4.3 Path exploration
Our participants felt overwhelmed by the amount of information shown during the validation stage. We attribute this observation to the fact that the participant’s current workflow is not based on paths through a dense knowledge graph like PrimeKG. Moreover, in some cases, many hundreds or thousands of “shortest” paths can exist, with dozens of different meta-paths. In those cases, it might be beneficial not to show all available information but to introduce further abstraction layers. These abstraction layers can take the form of visual summaries, each conveying a specific aspect of all paths instantiated by a given meta-path. Such representations enable users to reason about the global structure before drilling down into individual paths. For example, an under-planning representation visualizes a meta-path as a conditional relationship between entity sets defined by the query endpoints, for instance the relationship between the set of disease-associated genes and the set of anatomical contexts in which a gene is expressed.
The recent work by demonstrates how LLMs, when combined with knowledge graphs, can assist experts in iteratively exploring, reasoning about, and refining hypotheses derived from complex knowledge graph paths. Incorporating LLMs could also be a promising direction in molIEreVIS to mitigate information overload. In a related research project on knowledge graph curation, we gained positive experience with a customized LLM chat that has access to the selections and encodings of a visual interactive tool. However, it is crucial to keep the interaction between the LLM and the user collaborative rather than fully autonomous to maintain reliability and prevent hallucination.
In addition, inspired by , we are already developing an improved visual query editor that allows users to flexibly filter the paths shown, which should improve the process of finding individual paths or groups of paths of interest, even when there are many meta-paths.
4.4 Different data contexts and additional data streams
The visualization approach resulting from this study is grounded in a conceptual model of multimodal drug repurposing pipelines (see Table 3). This abstraction enhances adaptability in different data, and pipeline contexts beyond the specific instantiation demonstrated in this paper. In this section, we discuss this adaptability in more detail.
As for the implementation scope specific to the context of molIEre, the demonstrated components of molIEreVIS are modular and can be substituted as needed. For instance, although we use PrimeKG in the validation stage, any knowledge graph can be used instead. The same flexibility applies to the choice of disease ontology that, in our demonstration, is MeSH. Moreover, additional data streams can, in principle, be integrated into the workflow. In practice, a new data stream requires the development of corresponding collective and individual piece of evidence charts, that will be shown when a link corresponding to evidence of the newly added data modality is selected in the evidence flow chart. In terms of visual scalability, we expect the evidence flow chart to easily scale to about twice as many data streams as are implemented in the prototype version.
As discussed in Section 2.2, beyond molIEre different pipelines may realize evidence transformation boundaries in different ways. In particular, some multimodal pipelines collapse multiple boundaries by embedding heterogeneous evidence into a shared latent representation and performing evidence integration within a single black-box model. In such cases, the intermediate data artifacts associated with the collapsed boundaries are no longer explicitly available. Accordingly, DG3 reflects an intentional abstraction that avoids exposing these collapsed data artifacts, namely low-level model states, which would not align with the target users’ understanding of the pipeline or their reasoning model.
The integration boundary is essential for the multimodal drug repurposing pipelines. However, some pipelines may not explicitly expose per-stream contributions. In such cases, DG3 recommends estimating these contributions, as they constitute an important data artifact in expert reasoning model. One way to restore the interpretability can be by computing feature attributions with established methods and grouping them by evidence stream.
Additionally, the instance-level explanations used for the literature-based evidence stream in molIEreVIS can be understood more generally as a drill-down mechanism for evidence investigation.
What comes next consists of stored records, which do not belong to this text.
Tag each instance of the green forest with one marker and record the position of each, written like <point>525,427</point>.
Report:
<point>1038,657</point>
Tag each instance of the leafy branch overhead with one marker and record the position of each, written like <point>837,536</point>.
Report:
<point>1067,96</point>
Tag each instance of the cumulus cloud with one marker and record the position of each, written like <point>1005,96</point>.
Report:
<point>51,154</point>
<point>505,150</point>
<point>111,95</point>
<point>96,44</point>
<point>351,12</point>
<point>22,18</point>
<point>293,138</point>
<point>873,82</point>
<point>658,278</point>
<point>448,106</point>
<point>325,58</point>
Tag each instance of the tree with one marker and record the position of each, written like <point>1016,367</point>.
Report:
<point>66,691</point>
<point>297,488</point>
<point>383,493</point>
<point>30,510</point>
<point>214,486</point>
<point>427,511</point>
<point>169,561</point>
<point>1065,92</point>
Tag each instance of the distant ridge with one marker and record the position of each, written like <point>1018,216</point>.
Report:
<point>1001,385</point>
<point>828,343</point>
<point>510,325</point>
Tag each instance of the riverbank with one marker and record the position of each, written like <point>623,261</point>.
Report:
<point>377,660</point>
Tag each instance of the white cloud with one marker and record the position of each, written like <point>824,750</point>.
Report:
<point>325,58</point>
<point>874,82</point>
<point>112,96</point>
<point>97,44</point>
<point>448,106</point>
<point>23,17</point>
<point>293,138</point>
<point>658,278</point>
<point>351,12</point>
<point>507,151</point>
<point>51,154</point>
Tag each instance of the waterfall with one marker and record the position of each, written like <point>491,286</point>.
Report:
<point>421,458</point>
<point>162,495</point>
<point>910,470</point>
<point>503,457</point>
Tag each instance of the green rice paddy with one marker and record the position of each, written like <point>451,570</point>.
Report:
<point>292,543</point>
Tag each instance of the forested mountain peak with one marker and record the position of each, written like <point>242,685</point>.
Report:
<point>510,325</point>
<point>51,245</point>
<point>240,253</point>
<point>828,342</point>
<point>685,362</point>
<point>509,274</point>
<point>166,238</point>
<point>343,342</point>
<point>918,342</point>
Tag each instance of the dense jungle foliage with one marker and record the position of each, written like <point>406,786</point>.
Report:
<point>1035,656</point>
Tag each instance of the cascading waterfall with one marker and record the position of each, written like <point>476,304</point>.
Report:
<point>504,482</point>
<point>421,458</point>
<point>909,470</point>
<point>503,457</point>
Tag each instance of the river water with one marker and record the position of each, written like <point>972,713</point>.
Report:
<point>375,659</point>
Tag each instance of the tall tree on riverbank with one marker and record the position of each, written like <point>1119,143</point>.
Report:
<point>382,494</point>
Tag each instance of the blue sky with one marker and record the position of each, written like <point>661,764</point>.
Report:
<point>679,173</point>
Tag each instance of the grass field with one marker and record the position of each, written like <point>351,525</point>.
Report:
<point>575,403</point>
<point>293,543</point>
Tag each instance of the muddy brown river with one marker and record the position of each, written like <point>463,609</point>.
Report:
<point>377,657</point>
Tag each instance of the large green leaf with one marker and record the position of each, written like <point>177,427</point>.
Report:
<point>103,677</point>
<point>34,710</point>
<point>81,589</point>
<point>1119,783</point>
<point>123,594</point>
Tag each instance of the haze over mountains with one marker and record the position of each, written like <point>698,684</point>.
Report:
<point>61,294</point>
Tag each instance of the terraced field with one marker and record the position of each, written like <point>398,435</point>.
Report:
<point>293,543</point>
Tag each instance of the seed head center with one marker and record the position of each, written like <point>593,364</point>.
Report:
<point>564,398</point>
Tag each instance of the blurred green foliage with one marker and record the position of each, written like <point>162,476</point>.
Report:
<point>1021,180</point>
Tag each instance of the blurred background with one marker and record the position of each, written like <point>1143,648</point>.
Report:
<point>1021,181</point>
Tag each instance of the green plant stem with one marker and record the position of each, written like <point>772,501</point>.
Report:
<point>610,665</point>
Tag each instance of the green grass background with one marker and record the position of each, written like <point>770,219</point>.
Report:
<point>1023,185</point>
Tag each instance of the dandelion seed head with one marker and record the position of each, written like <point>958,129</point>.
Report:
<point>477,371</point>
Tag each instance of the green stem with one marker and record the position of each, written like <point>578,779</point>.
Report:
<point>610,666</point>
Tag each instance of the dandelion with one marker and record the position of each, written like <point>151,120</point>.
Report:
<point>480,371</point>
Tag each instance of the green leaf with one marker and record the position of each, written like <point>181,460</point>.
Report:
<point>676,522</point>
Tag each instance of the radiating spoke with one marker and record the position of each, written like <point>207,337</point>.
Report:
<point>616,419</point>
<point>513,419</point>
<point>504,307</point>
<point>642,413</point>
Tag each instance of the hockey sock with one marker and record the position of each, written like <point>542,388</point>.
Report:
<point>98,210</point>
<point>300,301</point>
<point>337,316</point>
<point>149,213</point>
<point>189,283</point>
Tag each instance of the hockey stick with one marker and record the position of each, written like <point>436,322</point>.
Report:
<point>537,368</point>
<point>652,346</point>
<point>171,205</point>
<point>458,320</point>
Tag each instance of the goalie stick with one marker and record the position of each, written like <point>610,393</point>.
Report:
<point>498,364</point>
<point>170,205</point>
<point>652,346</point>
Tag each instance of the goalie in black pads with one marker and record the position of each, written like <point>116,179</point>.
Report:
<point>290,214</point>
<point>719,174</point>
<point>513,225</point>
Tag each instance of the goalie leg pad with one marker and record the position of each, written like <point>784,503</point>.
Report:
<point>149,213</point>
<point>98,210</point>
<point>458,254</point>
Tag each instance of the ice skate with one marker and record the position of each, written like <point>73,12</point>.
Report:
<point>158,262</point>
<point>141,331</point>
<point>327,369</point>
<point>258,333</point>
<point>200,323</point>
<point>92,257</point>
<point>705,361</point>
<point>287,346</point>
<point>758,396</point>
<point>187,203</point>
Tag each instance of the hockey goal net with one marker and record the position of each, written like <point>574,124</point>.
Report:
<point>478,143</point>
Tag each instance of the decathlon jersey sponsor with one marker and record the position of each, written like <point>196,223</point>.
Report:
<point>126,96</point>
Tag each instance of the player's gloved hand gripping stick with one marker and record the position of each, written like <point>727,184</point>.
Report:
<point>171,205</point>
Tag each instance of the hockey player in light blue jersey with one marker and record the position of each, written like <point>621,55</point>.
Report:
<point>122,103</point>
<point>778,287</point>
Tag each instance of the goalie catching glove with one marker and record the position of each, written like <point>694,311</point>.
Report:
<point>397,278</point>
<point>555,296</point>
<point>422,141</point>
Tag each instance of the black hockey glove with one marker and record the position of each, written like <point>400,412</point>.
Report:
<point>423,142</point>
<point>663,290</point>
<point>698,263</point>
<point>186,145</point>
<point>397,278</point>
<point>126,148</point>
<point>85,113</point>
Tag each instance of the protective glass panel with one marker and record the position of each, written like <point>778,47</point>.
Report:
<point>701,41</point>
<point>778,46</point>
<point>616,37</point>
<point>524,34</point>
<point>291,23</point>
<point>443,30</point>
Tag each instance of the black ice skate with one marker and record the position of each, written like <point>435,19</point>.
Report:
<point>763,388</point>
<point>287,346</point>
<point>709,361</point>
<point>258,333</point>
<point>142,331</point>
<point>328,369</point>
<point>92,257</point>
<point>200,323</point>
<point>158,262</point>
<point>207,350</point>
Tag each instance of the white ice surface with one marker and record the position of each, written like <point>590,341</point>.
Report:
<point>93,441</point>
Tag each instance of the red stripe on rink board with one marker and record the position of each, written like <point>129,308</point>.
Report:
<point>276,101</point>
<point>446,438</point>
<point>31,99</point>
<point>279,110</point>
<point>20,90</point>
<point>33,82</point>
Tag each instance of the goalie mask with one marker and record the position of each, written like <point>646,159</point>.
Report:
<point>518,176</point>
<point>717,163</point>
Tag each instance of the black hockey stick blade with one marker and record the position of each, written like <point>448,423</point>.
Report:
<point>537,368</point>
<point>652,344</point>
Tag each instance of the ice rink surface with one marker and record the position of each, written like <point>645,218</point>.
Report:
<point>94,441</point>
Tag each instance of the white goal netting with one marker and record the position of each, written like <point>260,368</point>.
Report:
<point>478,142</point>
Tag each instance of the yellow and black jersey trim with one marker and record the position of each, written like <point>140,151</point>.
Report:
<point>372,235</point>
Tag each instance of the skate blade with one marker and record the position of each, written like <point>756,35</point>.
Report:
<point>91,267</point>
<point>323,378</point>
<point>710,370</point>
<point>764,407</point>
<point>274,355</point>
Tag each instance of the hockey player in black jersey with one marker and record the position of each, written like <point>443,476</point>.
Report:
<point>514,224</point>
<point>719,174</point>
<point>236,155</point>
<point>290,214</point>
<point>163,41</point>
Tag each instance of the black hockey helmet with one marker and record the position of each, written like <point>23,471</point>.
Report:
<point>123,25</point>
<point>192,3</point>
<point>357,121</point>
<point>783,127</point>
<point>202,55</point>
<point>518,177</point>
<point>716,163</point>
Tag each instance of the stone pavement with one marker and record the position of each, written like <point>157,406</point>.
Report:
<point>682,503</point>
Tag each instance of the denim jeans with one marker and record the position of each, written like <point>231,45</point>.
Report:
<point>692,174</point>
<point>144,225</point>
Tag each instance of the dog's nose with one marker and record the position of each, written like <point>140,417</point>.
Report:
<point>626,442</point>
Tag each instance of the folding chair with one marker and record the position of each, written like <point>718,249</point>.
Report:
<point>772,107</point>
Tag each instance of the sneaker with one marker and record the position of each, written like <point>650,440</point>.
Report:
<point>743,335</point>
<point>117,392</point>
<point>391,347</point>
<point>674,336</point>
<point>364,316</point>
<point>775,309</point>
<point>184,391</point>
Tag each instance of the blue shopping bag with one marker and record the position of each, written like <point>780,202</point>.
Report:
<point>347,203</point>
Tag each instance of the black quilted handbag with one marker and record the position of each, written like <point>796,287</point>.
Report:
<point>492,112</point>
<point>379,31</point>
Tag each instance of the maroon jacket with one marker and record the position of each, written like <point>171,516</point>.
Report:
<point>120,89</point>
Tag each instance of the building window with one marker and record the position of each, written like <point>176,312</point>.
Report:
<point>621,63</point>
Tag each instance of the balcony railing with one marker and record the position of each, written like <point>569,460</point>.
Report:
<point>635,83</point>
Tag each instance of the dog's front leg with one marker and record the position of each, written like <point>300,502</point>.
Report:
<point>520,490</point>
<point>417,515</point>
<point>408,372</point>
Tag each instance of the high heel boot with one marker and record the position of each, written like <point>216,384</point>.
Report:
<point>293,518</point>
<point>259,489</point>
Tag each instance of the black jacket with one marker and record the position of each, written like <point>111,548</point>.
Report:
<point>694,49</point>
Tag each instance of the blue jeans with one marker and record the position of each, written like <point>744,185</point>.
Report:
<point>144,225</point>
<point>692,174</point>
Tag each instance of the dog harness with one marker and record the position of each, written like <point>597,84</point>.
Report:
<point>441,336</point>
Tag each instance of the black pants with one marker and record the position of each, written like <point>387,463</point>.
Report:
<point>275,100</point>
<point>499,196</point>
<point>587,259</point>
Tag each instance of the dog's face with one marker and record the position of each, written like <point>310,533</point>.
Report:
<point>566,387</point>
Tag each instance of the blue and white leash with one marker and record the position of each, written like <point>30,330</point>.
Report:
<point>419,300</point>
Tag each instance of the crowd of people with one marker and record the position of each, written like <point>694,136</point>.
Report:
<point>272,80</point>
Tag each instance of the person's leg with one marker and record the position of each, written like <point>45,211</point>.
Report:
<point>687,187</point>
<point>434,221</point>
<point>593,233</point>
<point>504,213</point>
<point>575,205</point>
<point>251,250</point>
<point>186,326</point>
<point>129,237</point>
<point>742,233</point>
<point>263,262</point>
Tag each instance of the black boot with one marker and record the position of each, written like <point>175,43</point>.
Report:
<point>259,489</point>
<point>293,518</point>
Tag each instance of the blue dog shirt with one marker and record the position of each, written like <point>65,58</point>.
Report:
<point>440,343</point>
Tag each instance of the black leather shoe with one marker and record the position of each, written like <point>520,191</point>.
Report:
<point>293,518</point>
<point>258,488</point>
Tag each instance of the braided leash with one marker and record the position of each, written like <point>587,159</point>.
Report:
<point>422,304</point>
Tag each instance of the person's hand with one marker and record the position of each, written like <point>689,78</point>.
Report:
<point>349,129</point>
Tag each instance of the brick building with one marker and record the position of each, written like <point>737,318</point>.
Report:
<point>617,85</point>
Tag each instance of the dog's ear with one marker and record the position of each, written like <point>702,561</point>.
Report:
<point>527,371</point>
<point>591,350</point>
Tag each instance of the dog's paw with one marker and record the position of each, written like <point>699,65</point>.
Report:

In pipelines where evidence is transformed using model-based approaches, a comparable visualization could be supported through established attribution methods that relate model outputs back to individual evidence instances.
“What-if” analysis DG5 remains feasible in collapsed-boundary settings by operating at the level of evidence rather than model internals. Such analysis can be enabled by perturbing semantically meaningful groups of input evidence (e.g., entire data streams or subsets), for example by selectively removing, substituting, or reweighting them. This allows users to explore alternative scenarios and assess the robustness of results without requiring direct control over the collapsed transformation boundaries.
Finally, although this work primarily addresses decision support for drug repurposing, as noted in Section 2.2, the conceptual model of multimodal pipelines on which our study is grounded has also been observed in other drug discovery domains, such as target prioritization and biomarker discovery. These domains serve as potential directions for extending the adaptability of this study.
4.5 Additional features
In our open discussions toward the end of the user study sessions, participants mentioned two concrete ideas for future extensions of molIEreVIS.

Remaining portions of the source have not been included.